Karnataka batted well in their first innings. A fine century from Sudhakar Rao and a knock of 78 from Brijesh Patel ensured Karnataka overhauled Bombay's first innings total. Some fine late order batting from Syed Kirmani and Raghuram Bhat ensured Karnataka reached 470.

The pitch by then had deteriorated and was expected to help spin. Ghulam Parkar and Vengsarkar opened the batting for Bombay in the 2nd innings and put on 72. Bhat dismissed Vengsarkar and soon had Suru Nayak giving him a return catch to leave Bombay at 107 for 2.
Bhat and fellow spinner B. Vijayakrishna went through the middle order to leave Bombay at 160 for 6. Sunil Gavaskar unusually walked to bat at number 8 and soon faced trouble from the spin of Raghuram Bhat. Gavaskar had earlier decided to bat left handed against Bhat, but was talked out of it by Bombay team manager Sharad Diwadkar. Sensing that he had no chance against Bhat, Sunil Gavaskar decided to bat as a left-hander against him. Sunil Gavaskar survived against Bhat batting as a left-hander and against Vijaykrishna batting as a right-hander. Gavaskar batted over 60 minutes as a left-hander and ensured Bombay did not lose outright. Bombay ended up at 200 for 9. Karnataka went through to the final based on the big first innings lead.
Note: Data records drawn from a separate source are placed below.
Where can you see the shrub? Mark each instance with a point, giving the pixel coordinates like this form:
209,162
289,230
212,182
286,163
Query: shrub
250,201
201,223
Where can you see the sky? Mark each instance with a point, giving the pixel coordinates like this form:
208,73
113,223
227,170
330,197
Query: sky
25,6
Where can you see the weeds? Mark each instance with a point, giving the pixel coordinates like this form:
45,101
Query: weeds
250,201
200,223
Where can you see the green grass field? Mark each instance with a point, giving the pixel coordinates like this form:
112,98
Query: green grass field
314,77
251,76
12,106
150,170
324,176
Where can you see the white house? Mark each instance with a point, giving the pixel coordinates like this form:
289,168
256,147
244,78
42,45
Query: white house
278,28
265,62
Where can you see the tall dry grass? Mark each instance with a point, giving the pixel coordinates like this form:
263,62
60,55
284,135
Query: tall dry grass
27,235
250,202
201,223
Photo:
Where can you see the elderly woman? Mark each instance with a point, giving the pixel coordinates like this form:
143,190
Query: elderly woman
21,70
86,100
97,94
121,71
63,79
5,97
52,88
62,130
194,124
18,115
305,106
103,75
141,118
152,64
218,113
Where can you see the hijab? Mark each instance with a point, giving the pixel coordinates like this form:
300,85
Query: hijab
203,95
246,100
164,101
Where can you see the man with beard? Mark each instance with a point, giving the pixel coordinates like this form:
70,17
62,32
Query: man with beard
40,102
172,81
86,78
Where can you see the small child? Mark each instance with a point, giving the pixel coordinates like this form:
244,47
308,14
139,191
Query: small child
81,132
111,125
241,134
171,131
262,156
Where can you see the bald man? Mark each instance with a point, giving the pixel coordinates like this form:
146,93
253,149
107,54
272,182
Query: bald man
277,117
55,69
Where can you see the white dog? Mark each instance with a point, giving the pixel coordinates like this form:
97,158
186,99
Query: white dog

Raghuram Bhat ended up with 13 wickets.

==After the Semifinal==
Karnataka lost the final to Delhi despite scoring 705 in the first innings. The next Ranji season proved to be fruitful for Bhat as helped Karnataka win the Ranji trophy for the 3rd time, beating Bombay on first innings lead. He took 4 wickets in the final and capped off a wonderful Ranji trophy campaign.
He played in the Irani Trophy that year and picked up 7 wickets in the game. His performances in the season bought him into the national limelight and he was selected for the upcoming series against Pakistan.

==International career==
Raghuram Bhat played his first test against Pakistan at Vidarbha Cricket Association Ground, Nagpur. His first test wicket was Javed Miandad. He later picked up Mudassar Nazar's wicket as well. India drew the game and the series was shared between the 2 arch rivals.
Raghuram Bhat's next test was against the West Indies at the Green Park Stadium in Kanpur. Bhat picked up the wickets of Clive Lloyd and Gus Logie. India lost the test by an innings and 83 runs. This test also marked the end of Bhat's international career as he was dropped from the Indian team.

==Later domestic career==
Raghuram Bhat was one of the stalwarts for Karnataka. He along with B. Vijayakrishna bore the bulk of the bowling workload of Karnataka. He ended up with 343 wickets in the Ranji Trophy. He retired after the 1992-93 pre-quarter final against Madhya Pradesh

==After cricket==
Since he retired from first-class cricket Bhatt has served in many capacities - as umpire, administrator and coach. In July 2011, he was appointed as the coach of the Goa cricket team.

==In popular culture==
A reference is made to the incident where Sunil Gavaskar batted left handed against Raghuram Bhat in the Kannada movie Ganeshana Maduve.